1. priority inversion)
Because multi-process resources are shared, the process with the highest priority is blocked by the low-priority process. Instead, the process with the medium priority is executed before the high-priority process, leading to system crash. This is the so-called priority inversion ).

2. Cause
In fact, priority inversion is blocked when a high-priority task (assumed as a) accesses resources occupied by a low-priority task (assumed as C. at this time, when there are tasks with a higher priority than (c) that occupy resources, and tasks with a lower priority than (B) of the blocked task (, A task that occupies a resource is suspended (the occupied resource is still occupied). Because the priority of a task that occupies the resource is very low, it may be suspended by another task all the time. the resources it occupies cannot be released, which causes task a to be unable to execute. tasks with lower priority can be executed.

Therefore, a solution is to increase the priority of a resource-consuming task, so that it can be executed normally, and then release the resource so that task a can obtain the resource and execute it normally.

3. solution (Priority Inheritance/priority ceiling)

Currently, there are many ways to reverse the priority. There are two commonly used methods: Priority Inheritance and priority ceilings ).

A. Priority Inheritance)
Priority Inheritance refers to raising the priority of a low-priority task to the highest priority task waiting for its resources. when a high-priority task is blocked due to waiting for resources, the priority of the resource owner is automatically increased.


B. Priority ceilings)
The priority ceiling refers to raising the priority of a task applying for a resource to the highest priority of all tasks that may access the resource. (This priority is called the priority ceiling of the resource)

Differences between A and B:

Priority Inheritance improves the priority of a resource-occupying task only when the tasks with a low priority are blocked. The priority ceiling increases, regardless of whether the task is blocked or not.

 

1. priority inversion)
Because multi-process resources are shared, the process with the highest priority is blocked by the low-priority process. Instead, the process with the medium priority is executed before the high-priority process, leading to system crash. This is the so-called priority inversion ).

2. Cause
In fact, priority inversion is blocked when a high-priority task (assumed as a) accesses resources occupied by a low-priority task (assumed as C. at this time, when there are tasks with a higher priority than (c) that occupy resources, and tasks with a lower priority than (B) of the blocked task (, A task that occupies a resource is suspended (the occupied resource is still occupied). Because the priority of a task that occupies the resource is very low, it may be suspended by another task all the time. the resources it occupies cannot be released, which causes task a to be unable to execute. tasks with lower priority can be executed.

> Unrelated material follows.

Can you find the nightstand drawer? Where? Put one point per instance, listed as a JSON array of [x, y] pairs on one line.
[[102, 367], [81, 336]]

Therefore, a solution is to increase the priority of a resource-consuming task, so that it can be executed normally, and then release the resource so that task a can obtain the resource and execute it normally.

3. solution (Priority Inheritance/priority ceiling)

Currently, there are many ways to reverse the priority. There are two commonly used methods: Priority Inheritance and priority ceilings ).

A. Priority Inheritance)
Priority Inheritance refers to raising the priority of a low-priority task to the highest priority task waiting for its resources. when a high-priority task is blocked due to waiting for resources, the priority of the resource owner is automatically increased.


B. Priority ceilings)
The priority ceiling refers to raising the priority of a task applying for a resource to the highest priority of all tasks that may access the resource. (This priority is called the priority ceiling of the resource)

Differences between A and B:

Priority Inheritance improves the priority of a resource-occupying task only when the tasks with a low priority are blocked. The priority ceiling increases, regardless of whether the task is blocked or not.